More recently still, the antigenic targets of these antibodies have been clarified to be proteins associated with the potassium channel rather than the channel itself. So the antibodies were not what they were purported by the paper to be after all! It is not surprising therefore that the experiment with directly methionine-labelled subunits yielded negative results. It is not clear why the authors thought the naturally occurring pathological antibodies would bind to a channel better when it had toxin attached to it. But it is also now not clear why the immuno-histochemistry labelling of Kv1 expressing oocytes was positive in some cases, as the actual antigen in most cases was absent.
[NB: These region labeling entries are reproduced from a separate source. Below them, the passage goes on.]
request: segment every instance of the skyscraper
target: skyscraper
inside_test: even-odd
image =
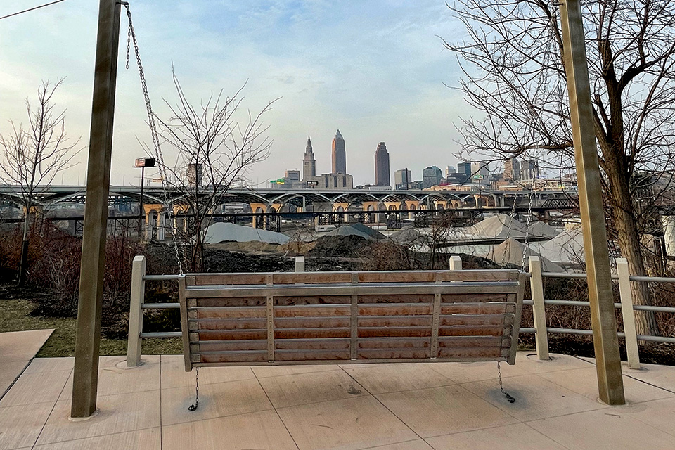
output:
[[[437,186],[443,178],[443,172],[436,166],[430,166],[422,171],[422,187],[425,189]]]
[[[464,175],[461,183],[466,183],[471,178],[471,163],[460,162],[457,165],[457,173]]]
[[[389,173],[389,153],[384,142],[375,150],[375,185],[392,186]]]
[[[311,151],[311,139],[308,136],[307,147],[304,150],[304,158],[302,158],[302,180],[306,181],[314,176],[316,176],[316,160]]]
[[[335,134],[333,139],[333,173],[347,173],[347,158],[345,153],[345,139],[340,134],[340,130]]]
[[[408,189],[408,185],[413,180],[413,176],[407,169],[401,169],[394,172],[394,184],[396,189]]]
[[[513,182],[520,179],[520,163],[515,158],[504,161],[504,180]]]

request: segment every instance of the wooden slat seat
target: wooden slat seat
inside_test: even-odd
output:
[[[518,271],[191,274],[185,367],[515,362]]]

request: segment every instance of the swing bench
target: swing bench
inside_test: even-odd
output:
[[[181,275],[185,369],[513,364],[525,281],[515,270]]]

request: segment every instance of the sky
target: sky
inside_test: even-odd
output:
[[[2,0],[0,16],[47,3]],[[241,115],[279,98],[264,121],[269,158],[250,175],[264,187],[285,169],[302,169],[308,133],[317,174],[330,172],[338,129],[354,184],[373,184],[374,154],[384,141],[392,179],[408,167],[415,179],[437,165],[456,165],[456,124],[468,106],[454,55],[439,37],[458,41],[461,24],[443,0],[129,0],[155,112],[175,103],[172,65],[193,103],[246,83]],[[78,164],[55,183],[84,184],[98,1],[66,0],[0,20],[0,133],[27,122],[26,98],[42,80],[65,77],[54,97],[66,129],[81,138]],[[124,68],[127,22],[121,23],[111,184],[139,182],[134,159],[151,143],[138,69]],[[167,159],[171,152],[165,150]],[[174,158],[175,159],[175,158]],[[153,176],[152,171],[146,176]],[[148,181],[149,183],[149,181]]]

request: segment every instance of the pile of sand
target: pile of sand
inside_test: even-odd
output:
[[[543,243],[537,251],[555,262],[578,264],[586,261],[584,253],[584,233],[580,229],[565,230],[551,240]]]
[[[509,231],[510,229],[510,231]],[[524,238],[527,234],[536,238],[553,238],[559,231],[539,220],[531,220],[529,226],[510,216],[499,214],[482,220],[466,229],[466,233],[482,238]]]
[[[404,226],[399,231],[392,233],[389,237],[395,243],[403,245],[412,243],[421,243],[424,235],[412,225]]]
[[[498,264],[510,264],[520,266],[522,262],[522,254],[525,254],[525,269],[527,269],[527,260],[531,256],[538,256],[541,260],[541,269],[545,272],[564,272],[565,269],[558,264],[551,262],[547,258],[542,257],[529,247],[525,247],[515,239],[509,238],[499,245],[493,248],[485,256],[488,259],[494,261]]]
[[[378,232],[376,232],[378,233]],[[343,225],[338,226],[333,231],[327,233],[326,236],[358,236],[364,239],[373,239],[368,233],[356,229],[351,225]]]
[[[210,244],[209,247],[215,250],[229,251],[276,252],[279,245],[270,244],[259,240],[248,240],[247,242],[226,242],[219,244]]]
[[[525,226],[510,216],[499,214],[470,226],[466,233],[475,238],[523,238]]]
[[[219,222],[209,226],[204,242],[207,244],[217,244],[221,242],[259,240],[269,244],[283,244],[290,240],[290,238],[281,233]]]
Only in a small minority of neuromyotonia cases have the newer assays demonstrated that the Kv channel proper (and not an associated protein) is the true antigen.
In fact, since 1997, the radioimmunoprecipitation assay by which these antibodies are detected remains largely unchanged from that used before the advance that the paper was supposed to introduce: rodent brain is used as the substrate of Kv channels and still labelled with dendrotoxin. So, since the toxin binds only a small proportion of all Kv channels, there are likely to be many cases of antibodies against other Kv or Kv-associated antigens that are currently undetected by current methods. There is significant scope for improvement in these assays, in terms of range of antigens tested, cross-assay standardisation and, importantly, timescales of test to result. It was discussed in the journal club how this currently significantly limits appreciation of the potential scope of antibody mediated neurological diseases.
This case was presented and summarised by Dr Sian Alexander, Specialist Registrar in Neurology at Queens Hospital, Romford.